Segundo o historiador Clóvis Moura, quilombolas baianos, desde 1704, praticavam guerrilha sob a forma de “roubos e escândalos” com armas de fogo. Nas rebeliões baiana e mineira a colaboração de refugiados das matas com os da cidade foi fundamental. Nestas lutas combinavam técnicas africanas com as aprendidas com os brancos.
A estrutura social dos quilombos variava em grupos de 5 ou 6 indivíduos em cidades fortificadas como era o Quilombo dos Palmares. O Quilombo Mesquita, por exemplo, onde é atualmente Brasília, foi fundado por 03 escravas alforriadas na fazenda herdada de seu antigo senhor. Esses quilombolas trabalharam na construção da capital federal e depois foram abandonados, corroborando a perpetuação da opressão que essa população sofre.
O surgimento de um quilombo também tinha motivações variadas como forma de organização daqueles e daquelas que se libertavam. Eram plurirraciais, compostos por indígenas e brancos marginalizados. O próprio Quilombo dos Palmares teve dentre os primeiros moradores a indígena Acotirene.
A luta pela preservação da memória de resistência é fundamental. Em São Paulo nas obras de expansão do Metrô foram encontrados vestígios do Quilombo do Saracura, em uma das regiões mais populosas do centro da cidade. A empresa e o governo de São Paulo resistem em parar as obras para aprofundar as pesquisas arqueológicas.
É importante que descobertas arqueológicas contribuam para contar a história e a luta do oprimido e a resistência do povo preto. Mas, temos que seguir na luta porque os quilombos foram tomados e hoje são áreas valorizadas pela especulação imobiliária.

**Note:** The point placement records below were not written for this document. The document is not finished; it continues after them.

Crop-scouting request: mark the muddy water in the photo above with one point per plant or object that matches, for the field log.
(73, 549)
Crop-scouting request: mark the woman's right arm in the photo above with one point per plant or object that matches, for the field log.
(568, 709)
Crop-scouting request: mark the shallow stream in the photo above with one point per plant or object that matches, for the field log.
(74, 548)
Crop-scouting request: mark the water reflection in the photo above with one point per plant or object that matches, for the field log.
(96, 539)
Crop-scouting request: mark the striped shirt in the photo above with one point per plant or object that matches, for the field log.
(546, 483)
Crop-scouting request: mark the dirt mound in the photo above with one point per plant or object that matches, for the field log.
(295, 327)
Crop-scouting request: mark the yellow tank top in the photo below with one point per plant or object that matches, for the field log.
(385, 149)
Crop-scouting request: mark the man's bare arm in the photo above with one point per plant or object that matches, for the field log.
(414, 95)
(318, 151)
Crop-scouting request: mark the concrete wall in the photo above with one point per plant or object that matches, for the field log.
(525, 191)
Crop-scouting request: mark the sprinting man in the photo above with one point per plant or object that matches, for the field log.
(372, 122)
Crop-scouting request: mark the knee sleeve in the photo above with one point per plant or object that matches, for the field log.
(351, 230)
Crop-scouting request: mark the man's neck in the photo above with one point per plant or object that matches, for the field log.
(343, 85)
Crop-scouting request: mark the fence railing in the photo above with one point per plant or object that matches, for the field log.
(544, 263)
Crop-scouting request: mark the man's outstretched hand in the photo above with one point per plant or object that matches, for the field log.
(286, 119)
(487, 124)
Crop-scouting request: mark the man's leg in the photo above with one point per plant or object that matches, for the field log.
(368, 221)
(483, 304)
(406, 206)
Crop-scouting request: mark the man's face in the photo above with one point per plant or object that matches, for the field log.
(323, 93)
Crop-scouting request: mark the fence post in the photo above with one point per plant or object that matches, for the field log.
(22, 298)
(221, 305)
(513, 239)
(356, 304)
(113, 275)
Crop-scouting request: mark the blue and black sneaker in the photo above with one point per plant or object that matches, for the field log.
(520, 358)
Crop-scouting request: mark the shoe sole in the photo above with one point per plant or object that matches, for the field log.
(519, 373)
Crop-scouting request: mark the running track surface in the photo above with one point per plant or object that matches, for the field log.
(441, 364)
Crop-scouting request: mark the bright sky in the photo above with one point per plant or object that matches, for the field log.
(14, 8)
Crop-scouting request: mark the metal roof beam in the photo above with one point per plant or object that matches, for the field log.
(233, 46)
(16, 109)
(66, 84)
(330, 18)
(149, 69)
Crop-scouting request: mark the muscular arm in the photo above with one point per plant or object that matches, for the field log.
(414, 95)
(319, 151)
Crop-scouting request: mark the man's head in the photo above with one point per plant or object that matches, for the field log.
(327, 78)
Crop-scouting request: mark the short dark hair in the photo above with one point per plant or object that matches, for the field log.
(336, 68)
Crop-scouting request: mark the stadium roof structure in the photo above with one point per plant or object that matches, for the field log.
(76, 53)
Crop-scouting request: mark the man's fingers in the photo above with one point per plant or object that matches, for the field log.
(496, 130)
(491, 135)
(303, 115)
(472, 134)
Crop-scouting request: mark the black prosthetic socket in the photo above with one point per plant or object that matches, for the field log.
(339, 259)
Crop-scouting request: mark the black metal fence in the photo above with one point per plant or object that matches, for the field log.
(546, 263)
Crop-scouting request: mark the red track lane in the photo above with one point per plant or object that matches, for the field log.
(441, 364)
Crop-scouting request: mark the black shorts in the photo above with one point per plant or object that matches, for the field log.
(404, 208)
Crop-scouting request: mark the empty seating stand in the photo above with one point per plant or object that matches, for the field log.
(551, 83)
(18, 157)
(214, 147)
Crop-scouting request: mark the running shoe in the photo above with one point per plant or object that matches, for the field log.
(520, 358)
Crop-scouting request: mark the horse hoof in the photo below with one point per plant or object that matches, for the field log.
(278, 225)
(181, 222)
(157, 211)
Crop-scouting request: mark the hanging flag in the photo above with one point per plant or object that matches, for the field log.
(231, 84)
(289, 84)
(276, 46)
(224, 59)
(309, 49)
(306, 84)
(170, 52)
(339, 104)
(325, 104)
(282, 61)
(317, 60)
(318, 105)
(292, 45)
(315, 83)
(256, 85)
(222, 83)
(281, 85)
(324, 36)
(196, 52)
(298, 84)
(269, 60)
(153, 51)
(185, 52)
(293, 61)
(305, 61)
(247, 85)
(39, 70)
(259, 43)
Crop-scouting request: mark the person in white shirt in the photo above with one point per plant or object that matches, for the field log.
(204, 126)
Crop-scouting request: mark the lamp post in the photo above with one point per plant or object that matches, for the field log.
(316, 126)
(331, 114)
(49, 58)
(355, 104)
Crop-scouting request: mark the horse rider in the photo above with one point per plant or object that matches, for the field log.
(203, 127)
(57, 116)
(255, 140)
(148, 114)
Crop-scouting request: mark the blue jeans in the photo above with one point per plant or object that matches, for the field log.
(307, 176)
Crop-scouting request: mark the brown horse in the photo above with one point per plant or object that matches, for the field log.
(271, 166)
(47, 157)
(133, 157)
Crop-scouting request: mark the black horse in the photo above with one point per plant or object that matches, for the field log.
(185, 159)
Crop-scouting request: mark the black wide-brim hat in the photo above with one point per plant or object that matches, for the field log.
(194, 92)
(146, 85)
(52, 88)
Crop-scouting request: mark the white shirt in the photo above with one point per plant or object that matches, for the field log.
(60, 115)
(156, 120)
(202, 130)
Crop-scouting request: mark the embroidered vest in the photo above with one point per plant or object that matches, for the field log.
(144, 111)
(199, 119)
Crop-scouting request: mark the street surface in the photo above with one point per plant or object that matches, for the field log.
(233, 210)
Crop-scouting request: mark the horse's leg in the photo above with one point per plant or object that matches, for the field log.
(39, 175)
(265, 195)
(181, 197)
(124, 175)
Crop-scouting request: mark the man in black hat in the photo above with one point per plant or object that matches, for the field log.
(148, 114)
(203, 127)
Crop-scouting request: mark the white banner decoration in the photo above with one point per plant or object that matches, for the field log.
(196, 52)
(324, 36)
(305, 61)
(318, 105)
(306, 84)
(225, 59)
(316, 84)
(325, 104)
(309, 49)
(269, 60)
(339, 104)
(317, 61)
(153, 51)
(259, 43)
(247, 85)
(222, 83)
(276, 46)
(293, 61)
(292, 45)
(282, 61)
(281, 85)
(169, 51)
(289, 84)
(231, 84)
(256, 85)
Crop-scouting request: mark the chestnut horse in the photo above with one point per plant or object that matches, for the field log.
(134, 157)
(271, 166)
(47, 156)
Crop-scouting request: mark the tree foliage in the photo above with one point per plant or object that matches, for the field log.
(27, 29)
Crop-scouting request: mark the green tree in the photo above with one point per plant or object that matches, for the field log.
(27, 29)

Neste dia 20 de novembro, que reconhece a memória do líder Zumbi dos Palmares, observamos que a desigualdade não mudou. Estar somente no roteiro turístico a serviço de interesses econômicos da classe dominante já demonstrou o quanto se busca apagar a resistência. Entendemos que sem regatar a luta e a organização do povo preto não haverá a emancipação dos oprimidos. E foi para essa emancipação que quilombolas deram suas vidas.
No socialismo serão preservadas a história, as práticas e as culturas de quem luta e todos e todas terão os mesmos direitos, que são constantemente destruídos no sistema capitalista.